Dottie laughed, “Just bring in some bugs and have the kids study them.”

I squinted my eyes at her, not sure if she was joking me again.  I determined she wasn’t.  “This class is etymology.  Not entomology,” I explained.  “Words, not bugs.”

“Oh!” she exclaimed, so I thought she understood.

A few days later, Dottie had me in a panic again.  She thought she had ordered the books, but then couldn’t find the order or somehow determined she had not ordered them, and she couldn’t find my purchase request.  Thank goodness I had copied it.  So I ran to my room to get the paperwork, zipped to the office to make a copy of my copy, and brought it back to Dottie, who then got online to look for the books.  She read the description and then said, puzzled, “Wait.  This says vocabulary.  That can’t be right.”
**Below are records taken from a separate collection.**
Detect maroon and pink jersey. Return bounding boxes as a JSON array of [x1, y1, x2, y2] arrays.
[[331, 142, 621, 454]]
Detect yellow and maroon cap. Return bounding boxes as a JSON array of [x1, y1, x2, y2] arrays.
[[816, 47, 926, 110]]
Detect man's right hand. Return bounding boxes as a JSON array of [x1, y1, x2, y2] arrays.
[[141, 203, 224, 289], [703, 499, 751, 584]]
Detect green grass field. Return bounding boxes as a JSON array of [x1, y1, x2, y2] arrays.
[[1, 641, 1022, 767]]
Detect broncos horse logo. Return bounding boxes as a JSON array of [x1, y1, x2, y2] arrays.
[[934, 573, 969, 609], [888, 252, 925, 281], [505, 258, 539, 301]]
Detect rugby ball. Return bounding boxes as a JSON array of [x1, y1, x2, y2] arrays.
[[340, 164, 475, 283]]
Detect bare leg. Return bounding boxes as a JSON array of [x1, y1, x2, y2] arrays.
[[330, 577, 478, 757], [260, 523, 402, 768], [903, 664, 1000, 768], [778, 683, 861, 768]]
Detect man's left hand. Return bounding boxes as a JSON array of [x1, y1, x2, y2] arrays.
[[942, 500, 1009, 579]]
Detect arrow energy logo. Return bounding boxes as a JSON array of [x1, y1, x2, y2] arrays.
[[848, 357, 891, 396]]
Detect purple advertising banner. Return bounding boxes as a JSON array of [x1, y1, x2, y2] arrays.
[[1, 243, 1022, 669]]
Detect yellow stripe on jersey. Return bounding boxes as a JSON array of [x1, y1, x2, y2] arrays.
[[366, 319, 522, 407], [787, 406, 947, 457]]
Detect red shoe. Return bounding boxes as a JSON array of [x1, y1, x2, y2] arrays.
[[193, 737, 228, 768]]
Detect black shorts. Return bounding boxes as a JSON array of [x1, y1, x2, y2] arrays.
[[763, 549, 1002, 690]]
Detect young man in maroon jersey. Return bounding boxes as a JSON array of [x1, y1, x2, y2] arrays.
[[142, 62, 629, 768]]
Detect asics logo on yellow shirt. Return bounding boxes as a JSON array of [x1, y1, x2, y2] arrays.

Ummmm… didn’t we go over this already?  “Yes,” I said.  “Etymology is the study of words.  Greek and Latin derivatives, that sort of thing.”

“Oh,” she said again.

I really hope I get the right books.  I don’t know a darn thing about bugs.


About Karen Koch

I like the old-fashioned lifestyle. All this new-fangled stuff baffles me sometimes. I cherish living out in the country, raising chickens and rabbits, planting fruit trees, and enjoying a slow life filled with beautiful words and ideas. I don't always achieve a slow life. I teach middle school English and manage a little burgeoning farm with my husband, and somewhere in the midst of that, I try to find time for writing, running, knitting, reading, and playing the ukulele. And sometimes, I actually succeed.

3 responses »

  1. Hi, Karen: Funny, my interest in the subject of words bugs me. Just yesterday I was going through the internet trying to find some information on how to take some courses along that line. I found ‘virtually’ nothing, but I have many ideas as to what could be dealt with. Now the problem would be to arrange it and make your own syllabus. That would be a good subject I could truly sink my mental acuity into. I would suggest checking with Wycliffe Bible Translators’ educational arm, the Summer Institute of Linguistics. They may have a syllabus for beginners which would help you. My idea would run in the area of definitions of phonetics, phonemics, and their derivatives, such as letter combinations used as clues to the original source of words. These are used extensively by the spelling bee champions, who will ask for the original derivation of the word, the use of a word in a sentence and other pertinent info in order to arrive at the correct spelling of words w/o actually being told the spelling of it. I have so many ideas that they are whirling around in my mind right now, that my brain feels like a blender in the ‘pure’ setting. If and when you come up with a textbook, let me know. I would love to study it out. And if you choose to write your own syllabus, I believe you are married to one person who could help you immensely, and you have an uncle (myself) who is enormously interested and would be glad to do anything necessary to help you along.

    Hoping to help,

    Uncle Lynn

    >________________________________ > From: oldfangled >To: >Sent: Saturday, November 10, 2012 5:02 PM >Subject: [New post] Say What, Now? > > > >oldfangled posted: “Next semester, I’m supposed to be teaching an etymology class. Having never taught etymology, I made it clear when I was hired that I could teach it as long as I had books. This class has never been taught at this school, and there are currently no bo” >

  2. Interesting insights about your situation, and how my brother’s mind works.
    Hope you get the right books. Those problems used to bug me as well.